KOMISI X DPR berencana akan panggil Kementerian Pendidikan Dasar dan Menengah (Kemendikdasmen) pekan depan untuk membahas distribusi interactive flat panel (IFP). Hal itu disampaikan Wakil Ketua Komisi X DPR Lalu Hadrian Irfani di ruangan Komisi X DPR, Senayan, Jakarta Selatan pada Senin, 15 September 2025.
Dia mengatakan sampai saat ini Komisi X juga belum banyak mengetahui ihwal perkembangan terkini distribusi IFP tersebut. “Kita belum clear juga. Makanya nanti kemungkinan minggu depan kita akan rapat kembali,” kata Lalu.
Scroll ke bawah untuk melanjutkan membaca
Politikus Partai Kebangkitan Bangsa (PKB) itu mengatakan saat ini anggota di Komisi X sedang turun ke daerah pilihan (dapil) masing-masing untuk memantau distribusi IFP. Ia juga butuh penjelasan utuh dari Kemendikdasmen soal besaran harga per unit serta jumlah yang sudah didistribusikan ke sekolah-sekolah.
Dia juga bakal mengecek ke sekolah-sekolah internasional yang sebelumnya sempat dikirimkan IFP tanpa persetujuan. “Kami akan cek juga itu,” ujarnya.
Lalu memastikan tak ada laporan dari sekolah internasional yang mengeluhkan soal pengiriman paket IFP. “Info yang kami dapat itu by request. Jadi kalau sekolah tidak mau menerima juga tidak apa-apa,” kata dia.
Adapun anggaran yang disetujui untuk program khusus digitalisasi pembelajaran, kata Lalu, sebesar Rp 2 triliun. Anggaran itu sudah mencakup distribusi IFP atau papan digital interaktif.
“Setahu kami, digitalisasi pembelajaran itu anggarannya Rp 2 triliun tahun 2025. Itu dalam bentuk instruksi presiden,” ujar Lalu.

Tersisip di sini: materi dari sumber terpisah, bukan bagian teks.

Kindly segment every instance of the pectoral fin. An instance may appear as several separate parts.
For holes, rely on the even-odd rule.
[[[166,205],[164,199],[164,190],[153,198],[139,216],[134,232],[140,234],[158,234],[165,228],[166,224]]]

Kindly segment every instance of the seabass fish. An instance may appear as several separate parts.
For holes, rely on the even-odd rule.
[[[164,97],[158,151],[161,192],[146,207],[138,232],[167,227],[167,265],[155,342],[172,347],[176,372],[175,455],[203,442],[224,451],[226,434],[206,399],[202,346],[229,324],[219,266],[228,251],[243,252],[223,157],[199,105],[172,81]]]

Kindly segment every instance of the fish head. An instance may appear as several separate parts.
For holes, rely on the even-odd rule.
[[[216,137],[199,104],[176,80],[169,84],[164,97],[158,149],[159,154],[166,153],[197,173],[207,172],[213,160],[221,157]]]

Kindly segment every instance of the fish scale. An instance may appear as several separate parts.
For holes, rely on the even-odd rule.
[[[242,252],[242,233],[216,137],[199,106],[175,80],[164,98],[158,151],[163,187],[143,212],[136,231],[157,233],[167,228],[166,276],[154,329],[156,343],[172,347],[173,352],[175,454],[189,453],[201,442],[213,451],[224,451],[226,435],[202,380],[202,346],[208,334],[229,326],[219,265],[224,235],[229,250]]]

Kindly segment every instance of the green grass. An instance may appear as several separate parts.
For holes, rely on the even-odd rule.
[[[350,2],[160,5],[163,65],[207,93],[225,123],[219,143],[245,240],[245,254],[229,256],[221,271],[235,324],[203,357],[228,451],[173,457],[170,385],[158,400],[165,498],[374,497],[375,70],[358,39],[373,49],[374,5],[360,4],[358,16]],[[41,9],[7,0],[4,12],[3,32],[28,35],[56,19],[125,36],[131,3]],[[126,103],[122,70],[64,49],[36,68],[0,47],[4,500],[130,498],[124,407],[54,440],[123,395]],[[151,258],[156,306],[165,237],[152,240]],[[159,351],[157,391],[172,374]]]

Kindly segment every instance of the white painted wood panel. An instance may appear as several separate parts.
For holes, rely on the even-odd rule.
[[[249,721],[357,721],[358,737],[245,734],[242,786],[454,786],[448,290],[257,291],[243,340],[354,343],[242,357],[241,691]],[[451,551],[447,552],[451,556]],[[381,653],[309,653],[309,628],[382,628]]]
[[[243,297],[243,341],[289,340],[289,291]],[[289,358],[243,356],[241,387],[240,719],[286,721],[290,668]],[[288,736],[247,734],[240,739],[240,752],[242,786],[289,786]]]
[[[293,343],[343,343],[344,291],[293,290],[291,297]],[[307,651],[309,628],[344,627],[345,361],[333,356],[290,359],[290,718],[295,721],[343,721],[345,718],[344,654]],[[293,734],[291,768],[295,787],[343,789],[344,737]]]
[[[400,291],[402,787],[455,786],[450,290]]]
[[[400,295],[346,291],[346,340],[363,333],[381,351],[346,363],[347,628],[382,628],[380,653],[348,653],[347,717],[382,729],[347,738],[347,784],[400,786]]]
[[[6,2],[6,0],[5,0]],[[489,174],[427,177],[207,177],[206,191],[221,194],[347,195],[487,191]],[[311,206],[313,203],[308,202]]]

Lalu menjelaskan, sebelumnya Kemendikdasmen telah berdiskusi dengan Komisi X sebagai mitra kerja mereka soal distribusi IFP tersebut. Program itu, kata dia, merupakan mandat program langsung dari kepala negara untuk penyesuaian terhadap kemajuan dan perkembangan teknologi di dunia pendidikan.
“Presiden menginginkan sekolah-sekolah di seluruh Indonesia ini tata cara pembelajarannya atau proses belajar-mengajarnya tidak lagi konvensional, harus mengacu kepada perkembangan teknologi,” ujar Lalu. “Nah, digitalisasi ini yang dianggarkan Rp 2 triliun berupa smart board (IFP),” kata dia.
Lalu mengaku tak tahu menahu ihwal harga barang maupun hal-hal teknis distribusi IFP ke sekolah-sekolah. Namun, dia memastikan untuk pengawasan distribusi dan pelaksanaan program tersebut tetap akan dikawal oleh Komisi X.
Direktur Jenderal PAUD, Pendidikan Dasar dan Menengah Kemendikdasmen Gogot Suharwoto mengatakan tahap pertama distribusi perangkat ini ditujukan bagi sekolah-sekolah di Banten, DKI Jakarta dan Jawa Barat, sebelum meluas ke wilayah lain, termasuk daerah 3T (tertinggal, terdepan, terluar). Untuk menjawab kekhawatiran soal pemerataan, Kemendikdasmen bekerja sama dengan PLN menyiapkan panel surya bagi sekolah tanpa listrik, serta perangkat tambahan agar konten tetap bisa diakses meski tanpa internet.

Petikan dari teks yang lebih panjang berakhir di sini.